Woods pounces with 66
Most of the moving and shaking took place at the top of the Western Open’s leaderboard at Lemont, Ill.
Look a little further down, though, and there’s a guy who could produce the biggest shake-up of all.
Tiger Woods rebounded from the dismal first round that had him at the edge of the cut line, shooting a 5-under-par 66 Friday to put himself within range of the leaders.
“Hopefully they won’t run away from me,” Woods said after his morning round. “And I can go ahead and play a good round tomorrow and get myself back in it.”
Woods is still six strokes behind leader Chris Couch, who shot a 67 and is at 9-under 133 for the tournament. But he’s making up ground fast. Woods is tied for 17th after starting the day tied for 103rd.
Duffy Waldorf (65), Tim Herron (66) and Jim Furyk (70) are one stroke behind Couch.
Ben Curtis, who shared the first-round lead with Furyk and Todd Fischer, is two strokes off the lead after a 71. Fischer (72) is at 136 with Steve Flesch.
“It’s still a long tournament,” said Couch, who earned a spot here by winning the Nationwide Tour’s LaSalle Bank Open last month. “I’m trying not to think too far ahead. I’m going to take it shot by shot and keep trying to have some fun.”

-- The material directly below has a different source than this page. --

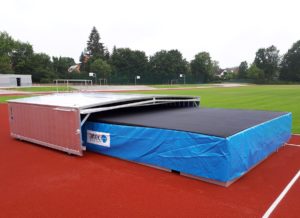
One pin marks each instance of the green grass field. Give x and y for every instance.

“I played a little bit better today, but more importantly, I putted better,” Woods said. “The work I did last night certainly helped.”
Woods hit 11 of 18 greens, the same as he did Thursday. But he needed only 23 putts, six fewer than he took in the first round.
“I didn’t hit the ball that bad (Thursday), I just got nothing out of it on the greens,” he said. “I felt like I had my speed back today.”
The cut was 142. Among those missing it were John Daly (144), Mike Weir, former Western champ Steve Stricker (145) and Jeff Sluman (150).
Also, Kirk Triplett of Pullman missed the cut with a 152.
LPGA Tour
Annika Sorenstam made sure she hit her 30-foot birdie putt hard enough on the third extra hole.
“I said to myself, ‘I better get it to the hole this time,’ ” Sorenstam said. “I’d been short all day, all week really.”
Sorenstam judged the speed and break perfectly, holing the putt to beat Tina Barrett in 21 holes in the second round of the HSBC World Match Play Championship at Gladstone, N.J.
“I had a lot of putts on the edges again,” said Sorenstam, who also struggled with Hamilton Farm’s rain-softened greens in her opening win over Joanne Morley. “It wasn’t until that last putt that I really had one go in.”
Coming off a 23rd-place tie in the U.S. Women’s Open, Sorenstam overcame three two-hole deficits before taking her first lead with a conceded par on the par-3 17th. The Swedish star needed only to halve the par-4 18th to win, but bogeyed the hole – missing an 8-foot par try – to send the match back to No. 1.
“It was a tough match,” Sorenstam said. “Tina got off to a great start.”
While Sorenstam avoided an upset in her bid for her seventh victory in 10 events this year, second-seeded Cristie Kerr and No. 4 Paula Creamer were eliminated.
The top-seeded Sorenstam and No. 8 Candie Kung – both in the upper bracket – are the only players seeded 12 or higher to survive the first two rounds. In the lower bracket, No. 14 Wendy Ward, from Edwall, Wash., is the only player in the top 29 left.
Sorenstam advanced to face No. 48 Rachel Hetherington, a 5-and-4 winner over Mi Hyun Kim, in the third round this morning.
The quarterfinals will follow this afternoon and the semifinals and final are Sunday on the hilly course.
Champions Tour
Ron Streck, the first player to use a metal wood in competition on the PGA Tour, had a 9-under 62 and held a two-stroke lead over Craig Stadler in the opening round of the Commerce Bank Championship at East Meadow, N.Y.
The second-year senior didn’t have a bogey in his lowest round since he shot 62 four times in his 22 years on the PGA Tour.
Streck had five birdie putts of 3 feet or less, including 3-footers on 17 and 18 at the 6,989-yard Red Course at Eisenhower Park, a county public facility on Long Island.